Fête de la musique :
Mme PINEL annonce que la fête de la musique s’est bien passée, il y avait 4 groupes. La buvette était tenue par le Hockey qui avait fait des planches apéritives qui ont eu beaucoup de succès.
Ecoles :
Mme LION BOUCHER annonce que la kermesse de l’école maternelle s’est tenue samedidernier, grâce au beau temps ils ont pu faire un défilé dans le parc sur le thème des jeux olympiques.
La kermesse de l’école élémentaire se tiendra samedi prochain. L’école a reçu la table de ping-pong qui a été gagnée dans le cadre des championnats handisports.
Mme REIGNER demande s’il y a eu des études lancées pour l’école élémentaire.

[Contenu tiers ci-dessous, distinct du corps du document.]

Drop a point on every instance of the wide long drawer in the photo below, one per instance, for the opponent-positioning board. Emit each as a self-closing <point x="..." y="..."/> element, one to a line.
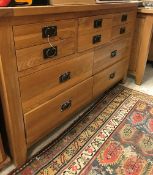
<point x="44" y="53"/>
<point x="45" y="84"/>
<point x="108" y="55"/>
<point x="54" y="112"/>
<point x="34" y="34"/>
<point x="105" y="79"/>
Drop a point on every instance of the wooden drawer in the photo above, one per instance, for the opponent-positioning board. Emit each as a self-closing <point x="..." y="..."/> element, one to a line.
<point x="105" y="79"/>
<point x="122" y="18"/>
<point x="51" y="114"/>
<point x="122" y="30"/>
<point x="33" y="56"/>
<point x="45" y="84"/>
<point x="108" y="55"/>
<point x="90" y="28"/>
<point x="31" y="34"/>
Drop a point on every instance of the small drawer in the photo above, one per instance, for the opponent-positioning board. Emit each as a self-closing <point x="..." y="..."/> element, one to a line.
<point x="94" y="31"/>
<point x="122" y="30"/>
<point x="108" y="55"/>
<point x="94" y="23"/>
<point x="91" y="40"/>
<point x="45" y="84"/>
<point x="52" y="114"/>
<point x="105" y="79"/>
<point x="35" y="34"/>
<point x="122" y="18"/>
<point x="36" y="55"/>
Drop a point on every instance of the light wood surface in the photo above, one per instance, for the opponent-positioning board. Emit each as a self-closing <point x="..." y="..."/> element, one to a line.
<point x="39" y="10"/>
<point x="30" y="86"/>
<point x="136" y="44"/>
<point x="33" y="56"/>
<point x="109" y="77"/>
<point x="49" y="116"/>
<point x="103" y="58"/>
<point x="2" y="154"/>
<point x="45" y="84"/>
<point x="117" y="18"/>
<point x="54" y="2"/>
<point x="150" y="57"/>
<point x="31" y="34"/>
<point x="141" y="44"/>
<point x="10" y="95"/>
<point x="116" y="30"/>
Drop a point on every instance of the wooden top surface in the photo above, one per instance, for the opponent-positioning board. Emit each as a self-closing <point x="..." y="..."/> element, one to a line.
<point x="145" y="10"/>
<point x="39" y="10"/>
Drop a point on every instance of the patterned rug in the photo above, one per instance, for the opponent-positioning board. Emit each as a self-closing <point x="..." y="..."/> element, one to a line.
<point x="114" y="137"/>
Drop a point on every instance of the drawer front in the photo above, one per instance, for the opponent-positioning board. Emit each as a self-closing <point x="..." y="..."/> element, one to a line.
<point x="122" y="18"/>
<point x="91" y="40"/>
<point x="36" y="55"/>
<point x="45" y="84"/>
<point x="121" y="31"/>
<point x="34" y="34"/>
<point x="94" y="23"/>
<point x="108" y="55"/>
<point x="50" y="115"/>
<point x="105" y="79"/>
<point x="93" y="31"/>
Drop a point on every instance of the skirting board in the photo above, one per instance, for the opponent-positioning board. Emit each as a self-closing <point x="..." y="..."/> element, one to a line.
<point x="54" y="2"/>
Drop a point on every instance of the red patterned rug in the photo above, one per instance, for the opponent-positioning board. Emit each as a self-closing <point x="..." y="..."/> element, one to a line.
<point x="114" y="137"/>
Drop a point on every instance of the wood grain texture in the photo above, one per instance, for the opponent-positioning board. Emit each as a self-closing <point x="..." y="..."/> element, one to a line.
<point x="103" y="58"/>
<point x="71" y="2"/>
<point x="47" y="117"/>
<point x="39" y="10"/>
<point x="116" y="30"/>
<point x="103" y="80"/>
<point x="43" y="85"/>
<point x="11" y="101"/>
<point x="136" y="44"/>
<point x="86" y="31"/>
<point x="144" y="48"/>
<point x="117" y="18"/>
<point x="150" y="56"/>
<point x="33" y="56"/>
<point x="24" y="72"/>
<point x="2" y="154"/>
<point x="31" y="34"/>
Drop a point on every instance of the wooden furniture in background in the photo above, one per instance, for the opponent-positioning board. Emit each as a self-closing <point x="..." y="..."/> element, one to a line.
<point x="54" y="2"/>
<point x="150" y="56"/>
<point x="44" y="81"/>
<point x="2" y="154"/>
<point x="141" y="44"/>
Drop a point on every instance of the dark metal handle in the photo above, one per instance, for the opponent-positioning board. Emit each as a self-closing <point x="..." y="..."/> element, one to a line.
<point x="122" y="30"/>
<point x="113" y="53"/>
<point x="49" y="31"/>
<point x="97" y="23"/>
<point x="66" y="105"/>
<point x="50" y="52"/>
<point x="65" y="77"/>
<point x="96" y="39"/>
<point x="124" y="17"/>
<point x="112" y="76"/>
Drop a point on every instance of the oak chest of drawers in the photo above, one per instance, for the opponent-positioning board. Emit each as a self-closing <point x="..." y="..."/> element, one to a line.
<point x="55" y="60"/>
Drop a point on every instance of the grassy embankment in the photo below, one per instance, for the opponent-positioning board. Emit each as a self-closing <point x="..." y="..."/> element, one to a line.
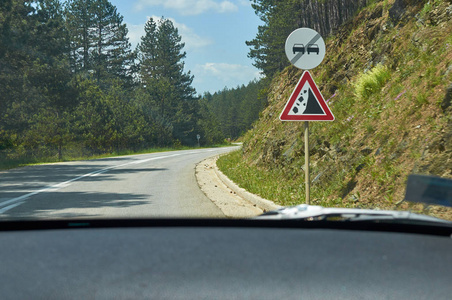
<point x="385" y="81"/>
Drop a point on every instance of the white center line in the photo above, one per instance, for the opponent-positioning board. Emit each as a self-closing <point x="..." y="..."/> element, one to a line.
<point x="14" y="202"/>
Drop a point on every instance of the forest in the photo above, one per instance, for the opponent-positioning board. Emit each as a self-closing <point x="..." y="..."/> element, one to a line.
<point x="72" y="86"/>
<point x="281" y="17"/>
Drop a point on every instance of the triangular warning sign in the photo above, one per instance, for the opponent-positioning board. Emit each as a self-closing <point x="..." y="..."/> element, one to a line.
<point x="306" y="103"/>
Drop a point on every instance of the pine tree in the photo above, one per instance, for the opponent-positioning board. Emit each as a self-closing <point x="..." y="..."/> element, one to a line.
<point x="99" y="42"/>
<point x="161" y="55"/>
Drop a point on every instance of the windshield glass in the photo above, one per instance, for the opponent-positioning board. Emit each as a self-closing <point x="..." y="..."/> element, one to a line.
<point x="203" y="108"/>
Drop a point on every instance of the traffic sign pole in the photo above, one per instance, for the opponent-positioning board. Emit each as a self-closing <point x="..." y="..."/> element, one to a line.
<point x="305" y="49"/>
<point x="306" y="162"/>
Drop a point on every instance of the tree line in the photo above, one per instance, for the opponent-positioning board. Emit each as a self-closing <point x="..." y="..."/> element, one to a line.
<point x="70" y="81"/>
<point x="236" y="109"/>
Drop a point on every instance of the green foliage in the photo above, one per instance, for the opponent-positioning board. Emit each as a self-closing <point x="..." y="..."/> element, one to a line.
<point x="237" y="109"/>
<point x="282" y="17"/>
<point x="70" y="86"/>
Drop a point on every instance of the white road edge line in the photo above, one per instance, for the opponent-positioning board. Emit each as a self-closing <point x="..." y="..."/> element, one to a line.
<point x="10" y="207"/>
<point x="14" y="202"/>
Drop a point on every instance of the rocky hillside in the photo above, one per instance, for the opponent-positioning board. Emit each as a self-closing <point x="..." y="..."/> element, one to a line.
<point x="387" y="77"/>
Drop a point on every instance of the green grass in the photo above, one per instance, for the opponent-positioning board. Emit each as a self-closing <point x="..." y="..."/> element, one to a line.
<point x="371" y="82"/>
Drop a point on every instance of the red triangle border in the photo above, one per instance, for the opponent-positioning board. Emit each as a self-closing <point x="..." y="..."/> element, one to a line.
<point x="328" y="116"/>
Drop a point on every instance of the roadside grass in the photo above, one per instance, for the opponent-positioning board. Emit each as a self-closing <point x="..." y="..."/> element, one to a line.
<point x="388" y="124"/>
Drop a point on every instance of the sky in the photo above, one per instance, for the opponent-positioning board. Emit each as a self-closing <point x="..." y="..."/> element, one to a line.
<point x="214" y="33"/>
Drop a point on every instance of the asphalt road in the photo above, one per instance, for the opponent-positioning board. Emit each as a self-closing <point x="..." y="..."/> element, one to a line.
<point x="148" y="185"/>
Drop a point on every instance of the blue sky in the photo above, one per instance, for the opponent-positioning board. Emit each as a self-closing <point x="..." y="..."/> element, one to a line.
<point x="214" y="32"/>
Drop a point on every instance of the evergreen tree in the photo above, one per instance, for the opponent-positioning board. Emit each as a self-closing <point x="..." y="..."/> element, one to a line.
<point x="99" y="42"/>
<point x="162" y="76"/>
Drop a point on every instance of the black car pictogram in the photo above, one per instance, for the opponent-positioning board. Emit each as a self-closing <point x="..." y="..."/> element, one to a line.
<point x="298" y="48"/>
<point x="313" y="48"/>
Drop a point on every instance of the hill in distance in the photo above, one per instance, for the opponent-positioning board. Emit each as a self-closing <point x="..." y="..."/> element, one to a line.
<point x="387" y="77"/>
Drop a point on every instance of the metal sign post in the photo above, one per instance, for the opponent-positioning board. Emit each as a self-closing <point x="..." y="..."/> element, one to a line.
<point x="306" y="162"/>
<point x="305" y="49"/>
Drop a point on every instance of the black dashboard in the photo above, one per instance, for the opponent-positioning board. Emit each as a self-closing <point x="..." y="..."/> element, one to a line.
<point x="230" y="259"/>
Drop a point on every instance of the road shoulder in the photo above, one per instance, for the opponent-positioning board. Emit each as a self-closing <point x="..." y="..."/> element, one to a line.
<point x="233" y="201"/>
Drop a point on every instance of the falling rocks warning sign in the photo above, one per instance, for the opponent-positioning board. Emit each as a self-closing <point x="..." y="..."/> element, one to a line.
<point x="306" y="103"/>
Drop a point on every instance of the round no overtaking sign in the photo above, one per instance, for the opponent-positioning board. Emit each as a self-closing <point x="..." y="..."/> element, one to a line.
<point x="305" y="48"/>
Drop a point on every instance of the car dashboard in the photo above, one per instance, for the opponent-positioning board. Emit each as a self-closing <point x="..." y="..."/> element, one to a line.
<point x="222" y="259"/>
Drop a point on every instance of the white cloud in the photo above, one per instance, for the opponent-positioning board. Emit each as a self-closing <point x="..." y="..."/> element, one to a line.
<point x="190" y="7"/>
<point x="189" y="37"/>
<point x="135" y="33"/>
<point x="220" y="75"/>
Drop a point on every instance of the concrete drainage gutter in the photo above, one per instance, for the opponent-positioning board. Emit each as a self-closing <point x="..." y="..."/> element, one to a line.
<point x="264" y="204"/>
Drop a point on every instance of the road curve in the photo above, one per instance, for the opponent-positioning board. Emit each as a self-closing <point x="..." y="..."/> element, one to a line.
<point x="136" y="186"/>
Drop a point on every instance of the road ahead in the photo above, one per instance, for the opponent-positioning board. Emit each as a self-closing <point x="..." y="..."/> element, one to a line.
<point x="148" y="185"/>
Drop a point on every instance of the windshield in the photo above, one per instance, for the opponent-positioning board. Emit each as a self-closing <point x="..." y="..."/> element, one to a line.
<point x="186" y="109"/>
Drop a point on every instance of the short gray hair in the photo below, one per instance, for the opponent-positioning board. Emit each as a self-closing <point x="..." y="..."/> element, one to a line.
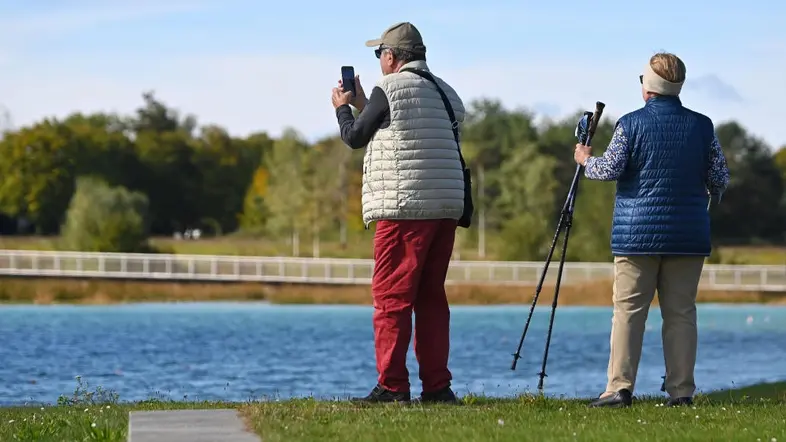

M. le maire répond que non, pour l’instant on se concentre sur la salle des sports.
Voirie :
M. MONNIER signale que les travaux d’’enrobé de la Route de Paris est en cours. Les travaux de la Rue du Bois d’Ennebourg se passent bien.
Les travaux de la place devraient commencer en septembre.
Mme REIGNER demande si les plans de l’aménagement de la Rue du Boc et de la piste cyclable vers la Neuville sont disponibles.
M. le Maire répond qu’il n’y a pas beaucoup de plans tant que les acquisitions de terrains n’ont pas avancé. Les plans pour l’instant changent constamment. Mme REIGNER précise qu’il serait bien que la commission voirie en ait connaissance, que cela ne fasse pas comme la place de la salle polyvalente où il y avait eu un plan de présenté et ensuite le projet définitif.
M. MONNIER répond qu’actuellement il n’a aucun plan.
Gens du Voyage :
M. CAILLAUD indique qu’ils ne se sont pas encore installés.
M. le Maire répond qu’ils ont fait du repérage, actuellement ils sont sur Isneauville, St Aubin les Elbeuf, au Zénith.
Le projet sur Tourville n’a absolument pas avancé, plus personne n’en parle.
L’ordre du jour étant épuisé, la séance a été levée à 22H07.